Clicking on Rudy Giuliani's name in Powerset's search results takes us to the site's enhanced version of his Wikipedia page. Flip the switch on the "Article Outline" box in the upper right to "Show Factz," which produces a list of the article's subject-verb-object statements: "Giuliani served term," "Giuliani practiced law," "Giuliani indicted figures." The philosophy here is clear: By studying the relationships between words on a page, Powerset can unearth facts that you'd have to dig for on a traditional search engine.
The problem, as any ESL student will tell you, is that the English language is extremely difficult to parse. That means Powerset spits out a lot of garbage.

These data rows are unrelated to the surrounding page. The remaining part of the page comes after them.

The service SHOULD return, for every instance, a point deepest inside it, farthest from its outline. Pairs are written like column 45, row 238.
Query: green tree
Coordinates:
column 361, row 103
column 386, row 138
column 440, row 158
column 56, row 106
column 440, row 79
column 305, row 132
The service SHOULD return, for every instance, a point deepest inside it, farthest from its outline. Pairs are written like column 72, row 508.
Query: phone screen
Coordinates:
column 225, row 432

Here are a few other "factz" that Powerset has culled on Rudy: "Giuliani patented walk," "vote votes gains," "grounds send children."
While Powerset is a neat demo, it's nowhere close to an improvement over any of the current titans in the industry, particularly when you consider that it works the best when you're asking for very basic information. While it can field search queries phrased as questions, the results aren't that different from what Google turns up if you limit it to searching Wikipedia. For Powerset, Wikipedia is an ideal testing ground due to its homogeneity, breadth, and familiarity. It's not a space, though, that really requires a better search engine. (Jimmy Wales agrees.)

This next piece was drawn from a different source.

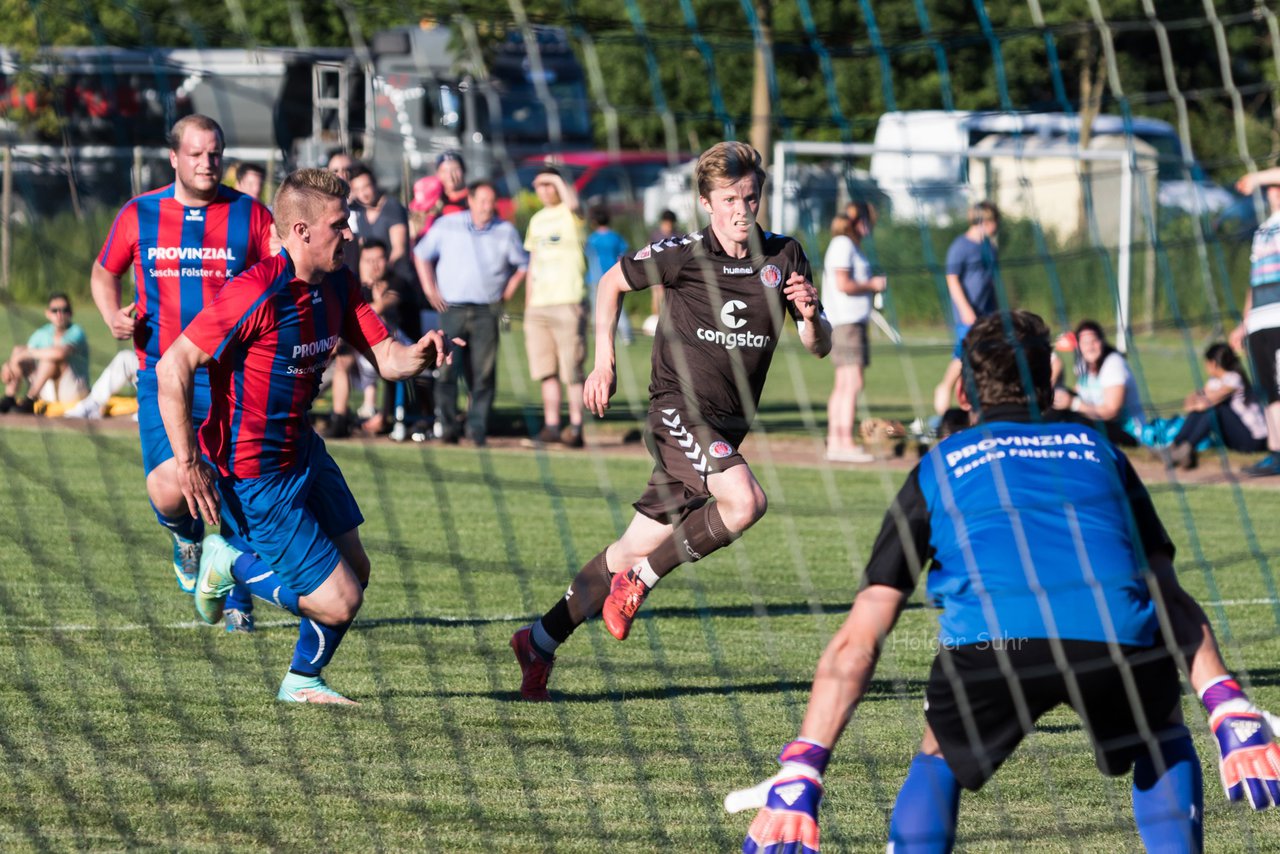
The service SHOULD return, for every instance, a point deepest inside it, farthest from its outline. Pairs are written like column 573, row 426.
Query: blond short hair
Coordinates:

Powerset's limited scope is, in part, a matter of resources. The site's general manager, Scott Prevost, told me that because it takes so much time to parse the grammar of individual Web pages, it takes Powerset much longer to build its index than it takes Google or Microsoft's Live Search to crawl the Web. Only in the last few years has computing power become cheap enough to make even a modest semantic search engine feasible.

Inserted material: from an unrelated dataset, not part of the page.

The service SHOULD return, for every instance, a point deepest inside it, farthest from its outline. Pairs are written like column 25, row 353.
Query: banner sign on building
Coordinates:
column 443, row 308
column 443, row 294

We should have sympathy for anyone who tries to improve the way humans communicate with computers. Years of trial and error have made people very skilled at constructing Google searches. Most Web users now have a stable of basic tricks—putting phrases in quotes, limiting searches to individual domains—and have learned to pick out quickly what they're looking for from a long page of results. Because we're so good at Googling, a natural-language search engine has a high bar. Sure, Powerset gives me the right answer when I ask, "Who wrote The Godfather?" But so long as I can Google "godfather author" and get CNN's obituary of Mario Puzo as the first result, I'm not about to become a Google apostate.